Our growing understanding of genes and their functions has led to the discovery of the protein produced by the FMR-1 gene called FMR-P. Although scientists have not yet determined the exact function of the protein, it is possible to measure the level of FMRP an individual is expressing. In 1996, behavioral scientists began working to see whether levels of protein are related to levels and rate of development.

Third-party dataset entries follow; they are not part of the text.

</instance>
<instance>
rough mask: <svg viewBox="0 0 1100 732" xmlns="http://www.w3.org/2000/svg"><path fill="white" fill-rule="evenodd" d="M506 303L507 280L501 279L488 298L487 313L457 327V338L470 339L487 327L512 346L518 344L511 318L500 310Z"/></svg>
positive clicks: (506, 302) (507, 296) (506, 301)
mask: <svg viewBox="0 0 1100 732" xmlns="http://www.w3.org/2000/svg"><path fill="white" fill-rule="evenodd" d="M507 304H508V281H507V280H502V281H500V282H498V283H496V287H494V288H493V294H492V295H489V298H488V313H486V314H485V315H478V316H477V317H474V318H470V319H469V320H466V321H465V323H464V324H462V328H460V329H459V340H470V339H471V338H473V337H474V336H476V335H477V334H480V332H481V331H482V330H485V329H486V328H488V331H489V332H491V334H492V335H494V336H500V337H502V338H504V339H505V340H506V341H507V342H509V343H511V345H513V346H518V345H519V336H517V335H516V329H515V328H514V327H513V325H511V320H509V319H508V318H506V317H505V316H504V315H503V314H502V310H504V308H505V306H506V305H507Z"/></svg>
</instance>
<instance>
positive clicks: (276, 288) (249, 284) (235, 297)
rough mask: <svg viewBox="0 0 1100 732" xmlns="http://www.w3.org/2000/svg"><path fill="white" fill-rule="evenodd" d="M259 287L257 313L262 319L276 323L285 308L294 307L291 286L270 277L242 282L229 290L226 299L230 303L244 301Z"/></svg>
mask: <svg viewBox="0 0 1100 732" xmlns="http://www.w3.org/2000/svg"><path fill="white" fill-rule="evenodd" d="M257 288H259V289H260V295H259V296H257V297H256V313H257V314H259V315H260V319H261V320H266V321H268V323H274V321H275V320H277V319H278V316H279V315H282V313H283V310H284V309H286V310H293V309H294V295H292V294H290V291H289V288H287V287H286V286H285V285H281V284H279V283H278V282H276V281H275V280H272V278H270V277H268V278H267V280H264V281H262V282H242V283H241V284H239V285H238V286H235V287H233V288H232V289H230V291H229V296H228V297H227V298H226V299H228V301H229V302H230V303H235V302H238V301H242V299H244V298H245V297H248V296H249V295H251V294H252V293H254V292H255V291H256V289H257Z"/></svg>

The CFXP has one of the largest existing databases on the longitudinal development of young males with fragile X syndrome. This large behavioral data set presented an excellent opportunity to investigate whether protein expression could be a factor in explaining the variability in developmental outcome among the boys in our study. So, in 1998 additional funding was obtained from the US Department of Education for a collaborative study with Dr. Taylor and Dr. Randi Hagerman of University of Colorado to determine the genetic status of as many of our participants as possible.

Research Goals

• Provide comprehensive genetic testing of the children and mothers of children enrolled in the project to identify the size of the trinucleotide repeat sequence, methylation status, mosaic status, activation ratio, and amount of FMR1 protein that is being produced;
  
• Examine the relationship between FMR1 protein expression and developmental outcome; and
  
• Provide genetic testing for children who are known to be at risk for fragile X syndrome, specifically siblings and first cousins of children who are enrolled in the Carolina Fragile X Project.
  

Methods

Participants


• All children participating in any of the CFXP longitudinal studies (boys and girls) and their mothers were eligible for the genetic status study.
  To date 73 children (male and female) and 50 mothers have been tested in the genotype study.
  
  

Data Collection and Staff


• The procedure involves a single blood draw from each subject's arm to obtain a 1-2 teaspoon sample. Blood is drawn by the participant's regular physician or by a pediatric nurse provided by the project who travels to the participant's home. Genetic counseling is available to the individuals and families of subjects who are newly diagnosed with fragile X syndrome (i.e. siblings or cousins).
  
  

Measures


• DNA testing using the Southern Blot analysis to confirm the status of the FX gene.
  
• Immunocytochemistry of peripheral blood smears is used to determine the percentage of lymphocytes, or blood cells, expressing FMR protein.
  

Results

• Participation in this study is ongoing. However, preliminary analyses suggest that variation in FMRP does account for a small, but significant amount of variance in the level and rate of development. FMRP does not correlate with our measures of autism status.
• Bailey, D. B., Hatton, D. D., Skinner, M., & Meisbov, G. (2001). Autistic behavior, FMR1 protein, and developmental trajectories in young males with fragile X syndrome. Journal of Autism and Development Disorders, 31(2), 165-174.
• Bailey, D. B., Hatton, D. D., Tassone, F., Skinner, M., & Taylor, A. K. (2001). Variability in FMRP and early development in fragile X syndrome. American Journal on Mental Retardation, 106, 16-27.
• Hatton, D. D., Wheeler, A.C., Skinner, M.L., Bailey, D.B., Sullivan, K.M., Roberts, J.E., Mirrett, P., & Clark, R.D. (2003) Adaptive behavior in children with fragile X syndrome. American Journal of Mental Retardation.